Archive for April, 2010

April 8 roundup

  • “Litigation nightmare” seen in Unvarnished, site that allows Yelp-like review of people’s reputations [L.A. Times, Balasubramani] Arkadelphia, Ark.: “16-year-old boy accuses mother of Facebook slander” [AP]
  • Inadvertent rape? At Duke, “perceived power differentials” might negate consent [Popehat, Joanne Jacobs]
  • New CPSC leadership signals policy of greatly stepped-up fines for CPSIA violators [Northup, Rick Woldenberg/Amend the CPSIA ($2 million Daiso fine) and more]
  • “PI Lawyer Pleads in $2.2M Client Theft, Will Get Between 3 and 9 Years” [ABA Journal, NY Daily News, earlier; Marc Bernstein of Bernstein & Bernstein, NYC]
  • Let’s say landlords who knowingly rent to accused criminals or released convicts can get sued for negligence in case of repeat offense. Then where do we propose that accused criminals and released convicts live? [Volokh]
  • Some theories on lawyer unpopularity [DeVoy, Legal Satyricon]
  • Privacy class action over ill-advised Facebook “Beacon” venture settles for… for what, exactly? [Popehat]
  • Wisconsin D.A. to teachers: if you obey state’s new sex-ed law, I’ll prosecute you [Radley Balko, Reason “Hit and Run”] More: Volokh.

The politics of Toyota-bashing

Revealing vignette from AP coverage last month:

Democratic gubernatorial candidate Virg Bernero has been pushing [Michigan Attorney General Mike] Cox to aggressively go after the Japanese automaker, saying in a statement last week that Cox should file a claim on behalf of all owners of Toyota vehicles in Michigan and seek to recover damages under state and federal consumer protection laws.

“If Mike Cox won’t stand up for Michigan consumers and hold Toyota accountable for these reprehensible actions, he isn’t doing his job,” Bernero said. The Lansing mayor heads the Mayors and Municipalities Automotive Coalition, an advocacy group for communities that depend on the domestic auto industry.

Billboards that attract clients?

Photo of the day: flipped car lying alongside “car accident pain” 1-800 billboard after accident. The driver’s injuries are not considered life-threatening. [WTSP Tampa]

[Reworded 12:30 after commenter E. Bell pointed out that the 1-800 line in question disclaims being a lawyer referral service]

P.S. From commenter Eric T.: “Theory of suit: Driver was distracted by billboard and sues advertiser.”

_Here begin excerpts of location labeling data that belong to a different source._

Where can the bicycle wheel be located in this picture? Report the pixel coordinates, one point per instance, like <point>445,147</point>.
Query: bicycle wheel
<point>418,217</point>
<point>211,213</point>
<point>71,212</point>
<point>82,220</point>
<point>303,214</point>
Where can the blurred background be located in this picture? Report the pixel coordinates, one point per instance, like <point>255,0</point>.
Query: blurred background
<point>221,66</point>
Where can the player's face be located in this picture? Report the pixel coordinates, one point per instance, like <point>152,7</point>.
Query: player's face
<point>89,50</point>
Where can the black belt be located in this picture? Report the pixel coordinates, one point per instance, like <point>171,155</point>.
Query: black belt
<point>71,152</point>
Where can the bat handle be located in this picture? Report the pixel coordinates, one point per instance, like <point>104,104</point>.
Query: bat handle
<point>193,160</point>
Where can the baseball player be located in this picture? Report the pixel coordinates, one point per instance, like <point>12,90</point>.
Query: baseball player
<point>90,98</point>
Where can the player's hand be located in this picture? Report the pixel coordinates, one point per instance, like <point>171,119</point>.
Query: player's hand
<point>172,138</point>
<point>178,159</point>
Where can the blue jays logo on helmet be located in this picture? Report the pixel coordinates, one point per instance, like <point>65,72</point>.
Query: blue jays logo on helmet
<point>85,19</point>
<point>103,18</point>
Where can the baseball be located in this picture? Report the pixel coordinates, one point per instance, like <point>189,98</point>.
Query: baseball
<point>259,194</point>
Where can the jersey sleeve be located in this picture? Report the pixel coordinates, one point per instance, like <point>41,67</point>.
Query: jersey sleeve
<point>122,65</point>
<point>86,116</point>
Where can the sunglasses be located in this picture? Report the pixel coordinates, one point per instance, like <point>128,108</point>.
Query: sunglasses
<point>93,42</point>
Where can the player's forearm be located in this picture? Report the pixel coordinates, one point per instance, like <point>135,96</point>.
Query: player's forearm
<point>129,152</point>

Test case on NFL liability for players’ dementia

In addition to the main questions of proof of causation, assumption of risk, and so on raised in yesterday’s NYT story, there is this window into a little-known but well-developed area of forum-shopping:

…California’s workers’ compensation system provides a unique, and relatively unknown, haven for retired professional athletes among the 50 states, allowing hundreds of long-retired veterans each year to file claims for injuries sustained decades before. Players need not have played for California teams or be residents of the state; they had to participate in just one game in the state to be eligible to receive lifetime medical care for their injuries from the teams and their insurance carriers.

About 700 former N.F.L. players are pursuing cases in California, according to state records, with most of them in line to receive routine lump-sum settlements of about $100,000 to $200,000. This virtual assembly line has until now focused on orthopedic injuries, with torn shoulders and ravaged knees obvious casualties of the players’ former workplace. …

Because of the legal environment, the relatively new Arena Football League has avoided locating any of its teams in California.

P.S. Related Times piece on two California lawyers who have brought in “awards that probably total more than $100 million” for players. “Many retired players consider Owens and Mix heroes among their own for essentially finding cash under a mattress; others see an assembly-line process in which players do not fully understand the implications of the settlements.” And some teams have attempted to remove the proceedings to states other than California.

81 year old mother sues for child support payments from 60 years ago

There’s no statute of limitations on child support, and Rosemary Douglas says she’s still owed the money for the birth of a son during the Truman Administration. [Houston Chronicle]

Correction/update: Commenter Patrick points out that this is an enforcement-of-judgment matter rather than a suit, and offers a reading of Texas law likely to be of interest to the alleged dad in the case.

Update: judge tosses anti-vaccinationist’s libel suit

Respectful Insolence, last month:

Well, that didn’t take long.

Remember when the grande dame of the anti-vaccine movement, Barbara Loe Fisher, decided that she would try to harass, intimidate, and silence Paul Offit through the filing of a frivolous libel suit against Dr. Offit, Amy Wallace (the journalist who interviewed Offit for an excellent article last year), and Condé Nast, the publisher of WIRED, which ran the article? Well, the judge has ruled, and that ruling is…dismissed.

More: VLW (Virginia Lawyers Weekly) Blog, Volokh.